Employment Rights Bill
Zero hours rights to be extended
Employment lawyers have warned that the introduction of a range of new workers’ rights in the Employment Rights Bill will lead to further increases to employment tribunals’ backlog.
Figures released last week show open cases at employment tribunals continue to rise. There were 49,800 at the end of 2024, a 23% increase on 39,000 cases that existed a year earlier, according to quarterly statistics from HM Courts and Tribunals Service.
The tribunal backlog means about 450,000 individuals, across single and multiple claims, are now waiting for their cases to be resolved.
Philip Cameron, partner at the law firm Littler, said last week: “The government needs to supply proper additional funding to help the tribunals cope with the current backlog and deal with the likely surge in disputes that is expected after the Employment Bill becomes law.”
Madders told the conference that the Fair Work Agency operating from late 2026 would alleviate some of the pressure on tribunals.
The minister was told by a representative of the Employment Lawyer’s Association at the conference that there was need to get more cases resolved before they came to tribunal, but regardless of this more judges needed to be recruited and the legal infrastructure massively improved.
Mediation
Madders was also told by a delegate, Pete Colby, director of mediation service Pragmatism, that the answer did not lie in formal judicial processes and more expenditure on judges, but in putting more resources into holding convened discussions between claimants and respondents.
A government source said: “We are working to ensure employment tribunals are prepared to handle any increases to their caseload. This includes the recruitment of approximately 1,000 judges and tribunal members this year.”
Although the Employment Rights Bill has reached the House of Lords, Madders was still unwilling to give details of the timetable for implementation. He said much of the work still needed to be done was in creating codes of practice and framing secondary legislation.
The biggest reforms, such as day-one rights, are not expected to come into effect until next autumn at the earliest.
CBI chairman Rupert Soames and TUC general secretary Paul Nowak later debated the Bill, with Soames dismissing some of it as “absolute tosh” and Nowak hailing the measures as a way of improving the lives of millions of people.
Social partnership approach
Elsewhere at the Acas conference, Nita Clarke, director of the Involvement and Participation Association, told delegates that the legislation should have been named the Employment Relations Bill to reflect the fact that a social partnership approach would be best in ensuring its measures work properly and for resolving industrial disputes. “Government cannot be stepping in every week to resolve disputes,” she said.
Clarke added that the unions needed to be aware of their responsibilities, not only their rights and that for industrial relations to improve, employee engagement had to be boosted in the UK, which was currently 30th out of 37 countries.
Her comments were echoed by Mike Clancy, general secretary of civil service union Prospect, who told delegates that in a time of technological and employment law change, a “union says no” approach must be avoided by membership bodies.
Economic inactivity
Meanwhile, Sir Charlie Mayfield, former chair of the John Lewis Partnership, who currently leads the Keep Britain Working review, told delegates that despite major hurdles, the problem of economic inactivity because of ill health was not intractable.

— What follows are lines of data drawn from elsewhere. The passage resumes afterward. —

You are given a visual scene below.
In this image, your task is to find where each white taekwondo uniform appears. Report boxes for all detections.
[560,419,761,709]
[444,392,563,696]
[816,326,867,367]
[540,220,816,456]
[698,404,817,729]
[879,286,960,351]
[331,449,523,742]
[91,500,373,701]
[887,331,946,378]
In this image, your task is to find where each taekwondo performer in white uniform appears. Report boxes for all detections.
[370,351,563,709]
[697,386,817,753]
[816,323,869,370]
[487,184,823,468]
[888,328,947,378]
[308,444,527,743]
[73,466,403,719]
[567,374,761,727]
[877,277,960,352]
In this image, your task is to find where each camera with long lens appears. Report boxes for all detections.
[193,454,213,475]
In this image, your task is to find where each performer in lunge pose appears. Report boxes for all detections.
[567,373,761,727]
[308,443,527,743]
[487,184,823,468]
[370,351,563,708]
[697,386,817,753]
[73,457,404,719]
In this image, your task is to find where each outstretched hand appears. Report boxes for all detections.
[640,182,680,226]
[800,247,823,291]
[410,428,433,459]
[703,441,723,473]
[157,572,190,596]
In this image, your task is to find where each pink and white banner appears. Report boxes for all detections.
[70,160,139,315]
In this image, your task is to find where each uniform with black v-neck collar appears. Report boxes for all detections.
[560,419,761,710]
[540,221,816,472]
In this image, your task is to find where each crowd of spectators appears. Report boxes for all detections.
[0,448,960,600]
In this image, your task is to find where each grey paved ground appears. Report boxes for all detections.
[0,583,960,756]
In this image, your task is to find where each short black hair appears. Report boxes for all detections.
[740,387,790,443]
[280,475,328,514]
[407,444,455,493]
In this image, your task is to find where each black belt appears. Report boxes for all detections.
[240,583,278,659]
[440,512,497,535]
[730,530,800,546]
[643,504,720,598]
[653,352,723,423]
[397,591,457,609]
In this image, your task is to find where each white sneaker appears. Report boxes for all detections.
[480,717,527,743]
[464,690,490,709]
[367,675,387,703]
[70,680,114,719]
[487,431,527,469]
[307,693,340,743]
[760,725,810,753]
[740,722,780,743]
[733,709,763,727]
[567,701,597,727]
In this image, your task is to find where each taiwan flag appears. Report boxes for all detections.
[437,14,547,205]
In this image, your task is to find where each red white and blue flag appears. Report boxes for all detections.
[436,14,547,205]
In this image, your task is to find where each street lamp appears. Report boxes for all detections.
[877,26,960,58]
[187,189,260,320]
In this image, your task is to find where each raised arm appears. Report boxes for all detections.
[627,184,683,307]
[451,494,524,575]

He noted how Denmark and the Netherlands had systems in place to help people back into work, filling the gulf between GP and employer. He said that in Denmark employers were more willing to hire people with a patchy employment record and those who were neurodivergent because it was “easier to fire people”. The country’s superior social security blanket and health systems meant that, in a sense, people could afford to be fired.